Cette ligne de 1 004,5 kilomètres dessert notamment Kolwezi, Tenke et Lubumbashi avant de rejoindre le réseau angolais conduisant au port de Lobito, sur l’océan Atlantique. Sa réhabilitation, sa modernisation, son extension, son exploitation et sa maintenance nécessiteront un investissement indicatif de près de 1,258 milliard de dollars américains.
La concession est prévue pour une période d’exploitation de 30 ans. Au terme de celle-ci, les infrastructures seront transférées à l’État congolais conformément aux dispositions du contrat.
La République démocratique du Congo détiendra une participation d’au moins 10 % dans la société chargée du projet et percevra une redevance équivalant à 7,5 % de son chiffre d’affaires annuel brut.

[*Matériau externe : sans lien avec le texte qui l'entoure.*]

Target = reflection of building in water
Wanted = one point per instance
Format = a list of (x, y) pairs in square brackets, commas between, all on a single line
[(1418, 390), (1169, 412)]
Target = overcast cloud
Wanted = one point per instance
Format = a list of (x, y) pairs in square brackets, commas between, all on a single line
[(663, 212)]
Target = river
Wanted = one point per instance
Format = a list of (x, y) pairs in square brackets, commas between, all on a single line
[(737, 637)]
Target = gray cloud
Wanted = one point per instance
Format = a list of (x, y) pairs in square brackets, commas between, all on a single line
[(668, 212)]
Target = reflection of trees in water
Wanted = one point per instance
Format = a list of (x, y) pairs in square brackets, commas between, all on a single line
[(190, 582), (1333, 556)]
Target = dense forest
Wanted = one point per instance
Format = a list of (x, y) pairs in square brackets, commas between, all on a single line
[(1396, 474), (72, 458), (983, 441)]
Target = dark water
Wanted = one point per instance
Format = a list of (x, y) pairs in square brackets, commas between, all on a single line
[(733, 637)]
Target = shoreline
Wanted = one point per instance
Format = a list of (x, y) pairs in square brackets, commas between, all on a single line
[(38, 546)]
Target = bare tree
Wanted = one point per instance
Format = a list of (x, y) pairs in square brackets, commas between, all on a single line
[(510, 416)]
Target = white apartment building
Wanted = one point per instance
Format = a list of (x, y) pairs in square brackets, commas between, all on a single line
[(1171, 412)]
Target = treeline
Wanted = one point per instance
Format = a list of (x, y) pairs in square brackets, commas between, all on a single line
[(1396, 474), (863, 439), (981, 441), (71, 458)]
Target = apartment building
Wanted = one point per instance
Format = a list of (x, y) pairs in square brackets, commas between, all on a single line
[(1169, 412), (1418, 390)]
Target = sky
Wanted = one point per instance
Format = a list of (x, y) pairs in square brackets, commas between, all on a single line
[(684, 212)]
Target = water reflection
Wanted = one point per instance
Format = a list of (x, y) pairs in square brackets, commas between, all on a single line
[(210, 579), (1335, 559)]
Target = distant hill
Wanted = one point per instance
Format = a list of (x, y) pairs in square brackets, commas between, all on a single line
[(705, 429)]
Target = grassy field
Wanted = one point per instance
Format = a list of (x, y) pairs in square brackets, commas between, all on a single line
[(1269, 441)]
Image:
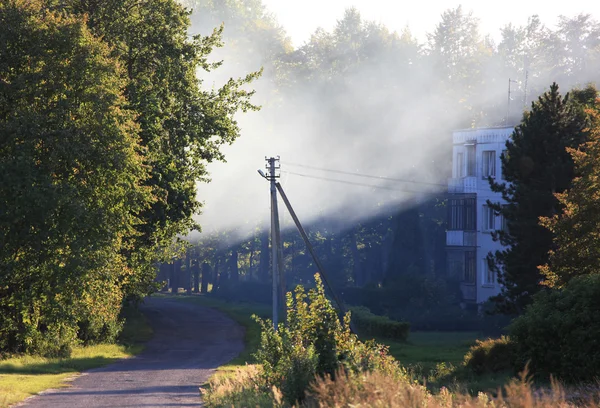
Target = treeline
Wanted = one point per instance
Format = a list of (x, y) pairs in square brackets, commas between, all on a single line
[(104, 130), (365, 83)]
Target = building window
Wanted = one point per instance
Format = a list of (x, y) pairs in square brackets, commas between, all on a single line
[(462, 214), (489, 275), (470, 160), (460, 165), (470, 267), (489, 164), (489, 219), (503, 221), (456, 264)]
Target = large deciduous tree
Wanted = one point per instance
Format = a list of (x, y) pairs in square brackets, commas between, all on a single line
[(182, 126), (71, 181), (536, 166), (105, 131)]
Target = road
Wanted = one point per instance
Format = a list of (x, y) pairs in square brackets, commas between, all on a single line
[(189, 342)]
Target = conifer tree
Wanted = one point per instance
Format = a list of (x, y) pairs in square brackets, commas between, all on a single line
[(576, 243), (536, 166)]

Le financement du projet et les risques liés au trafic seront assumés par le concessionnaire, sans garantie souveraine, subvention d’exploitation ni garantie de revenu minimum à la charge de l’État.

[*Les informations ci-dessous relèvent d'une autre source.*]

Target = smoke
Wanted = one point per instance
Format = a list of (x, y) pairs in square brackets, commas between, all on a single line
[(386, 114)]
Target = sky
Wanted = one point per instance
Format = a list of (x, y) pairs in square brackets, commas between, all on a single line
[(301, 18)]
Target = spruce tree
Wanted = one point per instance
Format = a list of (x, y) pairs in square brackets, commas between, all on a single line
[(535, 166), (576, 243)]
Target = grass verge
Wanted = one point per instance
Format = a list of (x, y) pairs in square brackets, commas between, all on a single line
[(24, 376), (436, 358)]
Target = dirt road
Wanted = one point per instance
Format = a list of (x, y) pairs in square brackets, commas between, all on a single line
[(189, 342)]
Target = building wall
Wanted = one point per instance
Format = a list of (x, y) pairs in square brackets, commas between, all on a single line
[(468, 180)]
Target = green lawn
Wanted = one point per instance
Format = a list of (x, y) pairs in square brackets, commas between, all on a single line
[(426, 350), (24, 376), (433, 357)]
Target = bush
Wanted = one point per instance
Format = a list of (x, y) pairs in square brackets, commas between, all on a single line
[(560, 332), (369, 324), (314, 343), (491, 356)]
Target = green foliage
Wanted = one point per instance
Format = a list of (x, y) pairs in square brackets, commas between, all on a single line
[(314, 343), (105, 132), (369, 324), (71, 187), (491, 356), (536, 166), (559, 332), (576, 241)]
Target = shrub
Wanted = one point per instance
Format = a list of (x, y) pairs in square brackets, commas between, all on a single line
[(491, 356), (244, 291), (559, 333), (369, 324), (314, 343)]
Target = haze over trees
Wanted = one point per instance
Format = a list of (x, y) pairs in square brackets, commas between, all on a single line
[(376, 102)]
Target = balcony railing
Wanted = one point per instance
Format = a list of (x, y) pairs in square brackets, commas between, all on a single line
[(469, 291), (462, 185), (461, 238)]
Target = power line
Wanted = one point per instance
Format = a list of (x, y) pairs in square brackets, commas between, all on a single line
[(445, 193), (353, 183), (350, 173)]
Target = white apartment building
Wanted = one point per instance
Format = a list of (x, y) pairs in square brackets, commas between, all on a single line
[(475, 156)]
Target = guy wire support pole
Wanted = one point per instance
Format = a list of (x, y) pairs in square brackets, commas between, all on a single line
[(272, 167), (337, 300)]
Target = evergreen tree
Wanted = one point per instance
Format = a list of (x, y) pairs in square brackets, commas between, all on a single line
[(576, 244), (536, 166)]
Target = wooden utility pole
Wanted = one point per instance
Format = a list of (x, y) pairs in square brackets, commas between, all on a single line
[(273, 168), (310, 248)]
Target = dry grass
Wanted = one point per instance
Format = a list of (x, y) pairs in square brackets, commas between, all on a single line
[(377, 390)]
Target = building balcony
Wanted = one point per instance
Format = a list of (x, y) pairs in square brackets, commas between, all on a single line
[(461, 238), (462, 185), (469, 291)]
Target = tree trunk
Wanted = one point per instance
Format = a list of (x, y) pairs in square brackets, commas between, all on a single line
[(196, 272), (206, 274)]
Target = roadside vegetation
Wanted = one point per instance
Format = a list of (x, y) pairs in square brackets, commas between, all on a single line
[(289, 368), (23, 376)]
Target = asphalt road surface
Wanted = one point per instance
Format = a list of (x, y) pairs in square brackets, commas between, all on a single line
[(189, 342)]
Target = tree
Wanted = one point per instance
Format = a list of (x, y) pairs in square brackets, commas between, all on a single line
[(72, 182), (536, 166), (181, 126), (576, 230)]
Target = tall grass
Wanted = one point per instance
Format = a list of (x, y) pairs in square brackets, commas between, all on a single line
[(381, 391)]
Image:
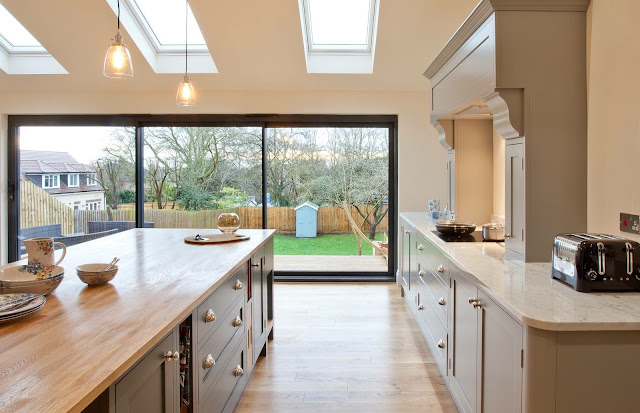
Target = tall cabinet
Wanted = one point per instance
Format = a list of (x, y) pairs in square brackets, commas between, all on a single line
[(525, 59)]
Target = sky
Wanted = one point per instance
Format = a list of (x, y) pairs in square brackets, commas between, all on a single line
[(84, 143)]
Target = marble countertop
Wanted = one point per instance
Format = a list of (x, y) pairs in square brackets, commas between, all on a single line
[(528, 292)]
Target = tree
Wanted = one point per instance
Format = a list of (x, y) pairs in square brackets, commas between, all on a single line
[(110, 173), (359, 170)]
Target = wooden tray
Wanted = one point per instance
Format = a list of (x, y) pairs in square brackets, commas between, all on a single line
[(216, 238)]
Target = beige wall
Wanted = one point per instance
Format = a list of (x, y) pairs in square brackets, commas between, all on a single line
[(3, 188), (421, 159), (498, 176), (614, 114)]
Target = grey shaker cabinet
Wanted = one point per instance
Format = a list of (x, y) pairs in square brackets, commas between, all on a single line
[(501, 354), (486, 369), (485, 350), (464, 351), (406, 259), (515, 208), (152, 385)]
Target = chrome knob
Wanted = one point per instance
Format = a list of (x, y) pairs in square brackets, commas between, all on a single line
[(210, 316), (175, 356), (209, 362)]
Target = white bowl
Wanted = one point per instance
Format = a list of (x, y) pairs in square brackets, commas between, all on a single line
[(92, 274)]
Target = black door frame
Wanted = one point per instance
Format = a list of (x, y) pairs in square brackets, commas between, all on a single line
[(264, 121)]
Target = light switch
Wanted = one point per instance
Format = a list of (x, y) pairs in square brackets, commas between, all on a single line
[(629, 223)]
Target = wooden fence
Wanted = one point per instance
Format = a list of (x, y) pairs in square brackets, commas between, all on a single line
[(162, 218), (38, 208), (331, 220)]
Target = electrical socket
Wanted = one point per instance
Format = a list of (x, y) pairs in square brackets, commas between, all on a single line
[(629, 223)]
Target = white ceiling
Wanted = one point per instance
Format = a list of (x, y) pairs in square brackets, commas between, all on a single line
[(256, 45)]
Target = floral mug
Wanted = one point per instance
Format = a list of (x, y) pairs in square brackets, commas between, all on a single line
[(40, 252)]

La Société nationale des chemins de fer du Congo (SNCC) conservera l’exclusivité du transport des voyageurs ainsi que son droit de transporter des marchandises. La ligne restera également accessible aux opérateurs qualifiés dans des conditions transparentes, équitables et non discriminatoires.
Au cours du point de presse conjoint qui a suivi la cérémonie, le Président Félix Tshisekedi a assuré que les intérêts de la RDC avaient été préservés et que ce contrat n’entraînait ni la privatisation de la SNCC ni la création d’un monopole ferroviaire.
« Notre ambition n’est pas de construire un simple corridor d’évacuation des matières premières. Nous voulons bâtir un corridor de production, de transformation et de création de valeur », a déclaré le Chef de l’État.
Le projet devra notamment favoriser la création d’emplois, la formation de la jeunesse, le recours aux entreprises locales, le transfert des technologies et la réduction des coûts logistiques. Il permettra de transporter les minerais, les produits agricoles, les intrants industriels, les hydrocarbures, les biens de consommation et les voyageurs.
Kinshasa et Luanda ont, par ailleurs, convenu de travailler à une interconnexion ferroviaire fluide et sécurisée entre Sakania, Lubumbashi, Kolwezi, Dilolo, Luau et le port de Lobito.
Dans ce cadre, les deux pays ont annoncé la mise sur pied d’un mécanisme conjoint de suivi. Celui-ci aura pour mission de veiller à l’harmonisation des opérations ferroviaires, à la coordination de la maintenance, à la transparence des tarifs et à l’amélioration du passage frontalier de Dilolo–Luau.
« Nous avons également chargé nos équipes de mettre en place un mécanisme conjoint de suivi, assorti d’un calendrier précis, afin de garantir la continuité des opérations et le respect des engagements pris. Le rail ne peut toutefois produire tous ses effets s’il demeure isolé. C’est pourquoi nous entendons accompagner le développement du Corridor de Lobito par des infrastructures complémentaires : des liaisons routières transfrontalières performantes, un poste-frontière intégré, des ports secs et des plateformes logistiques, des zones industrielles, la fibre optique ainsi que des solutions énergétiques adaptées », a déclaré Félix Tshisekedi.
La RDC et l’Angola ont réaffirmé leur volonté de faire du Corridor de Lobito un levier d’intégration régionale, d’industrialisation et de prospérité partagée.
« La signature intervenue aujourd’hui n’est pas un aboutissement. Elle marque le commencement d’une responsabilité commune », a-t-il poursuivi appelant les différentes parties à traduire les engagements pris en résultats concrets.